Building a Centralized Observability Platform for Multi-Cluster Kubernetes

The Challenge

When you’re managing multiple Kubernetes clusters in production, observability becomes a critical challenge. Each cluster generates its own metrics and logs, and without a unified view, troubleshooting becomes a game of jumping between dashboards and SSH sessions.

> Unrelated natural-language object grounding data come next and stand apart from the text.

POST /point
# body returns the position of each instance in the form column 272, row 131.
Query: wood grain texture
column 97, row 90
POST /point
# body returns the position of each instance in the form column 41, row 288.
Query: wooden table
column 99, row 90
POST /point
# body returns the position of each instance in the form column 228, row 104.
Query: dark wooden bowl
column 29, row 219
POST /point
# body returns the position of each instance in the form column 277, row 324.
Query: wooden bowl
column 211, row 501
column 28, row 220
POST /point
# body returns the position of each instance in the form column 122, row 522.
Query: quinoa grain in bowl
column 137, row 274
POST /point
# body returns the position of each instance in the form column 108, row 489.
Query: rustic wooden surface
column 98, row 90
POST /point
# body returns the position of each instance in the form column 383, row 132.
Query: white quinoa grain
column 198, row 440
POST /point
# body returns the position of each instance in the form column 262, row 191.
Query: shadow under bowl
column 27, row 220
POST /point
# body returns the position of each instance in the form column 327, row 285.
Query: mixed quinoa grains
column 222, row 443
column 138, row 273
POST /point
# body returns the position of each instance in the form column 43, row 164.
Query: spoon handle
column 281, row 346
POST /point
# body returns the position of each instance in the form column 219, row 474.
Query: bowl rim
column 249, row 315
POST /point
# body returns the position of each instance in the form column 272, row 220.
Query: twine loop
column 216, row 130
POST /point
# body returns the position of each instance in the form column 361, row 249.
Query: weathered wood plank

At Acefone, I was tasked with building a centralized observability platform that could aggregate data from all our clusters into a single pane of glass.

Architecture Overview

The solution I designed uses a hub-and-spoke model:

Spoke clusters: Each Kubernetes cluster runs Grafana Alloy as a DaemonSet, collecting metrics (via Prometheus remote write) and logs (via Loki’s push API)
Hub cluster: A dedicated monitoring cluster hosts the central Prometheus, Loki, and Grafana stack

Why Grafana Alloy?

Grafana Alloy (the successor to Grafana Agent) was chosen because:

Lightweight footprint compared to running full Prometheus instances on each cluster
Native support for Prometheus remote write and Loki push
Built-in service discovery for Kubernetes workloads
Pipeline-based configuration that’s easy to maintain as code

Key Implementation Details

Metrics Pipeline

# Alloy configuration for metrics collection
prometheus.scrape "pods" {
  targets    = discovery.kubernetes.pods.targets
  forward_to = [prometheus.remote_write.central.receiver]
}

prometheus.remote_write "central" {
  endpoint {
    url = "https://prometheus-central.internal/api/v1/write"
  }
}

Alerting with Teams Integration

I implemented production-grade alerting using Prometheus Alertmanager with Microsoft Teams webhook integration. Alerts are categorized by severity:

Critical: CPU > 90% for 5 minutes, Memory > 85% for 5 minutes
Warning: CPU > 75% for 10 minutes, pod restart count > 3 in 15 minutes
Info: Deployment rollout status changes

Results

MTTR reduced by 40% — engineers can now identify issues across clusters from a single Grafana dashboard
Proactive incident management — alerting catches issues before they impact users
Standardized observability — every cluster follows the same monitoring patterns

Lessons Learned

Start with dashboards, not alerts — understand your baseline before setting thresholds
Label everything consistently — cluster name, namespace, and environment labels are non-negotiable
Test your alerting pipeline end-to-end — a silent alert is worse than no alert
Capacity plan for the central cluster — aggregating data from multiple clusters requires significant storage and compute

The centralized observability platform has become the backbone of our operational visibility, and the patterns established here are now our standard for any new cluster we deploy.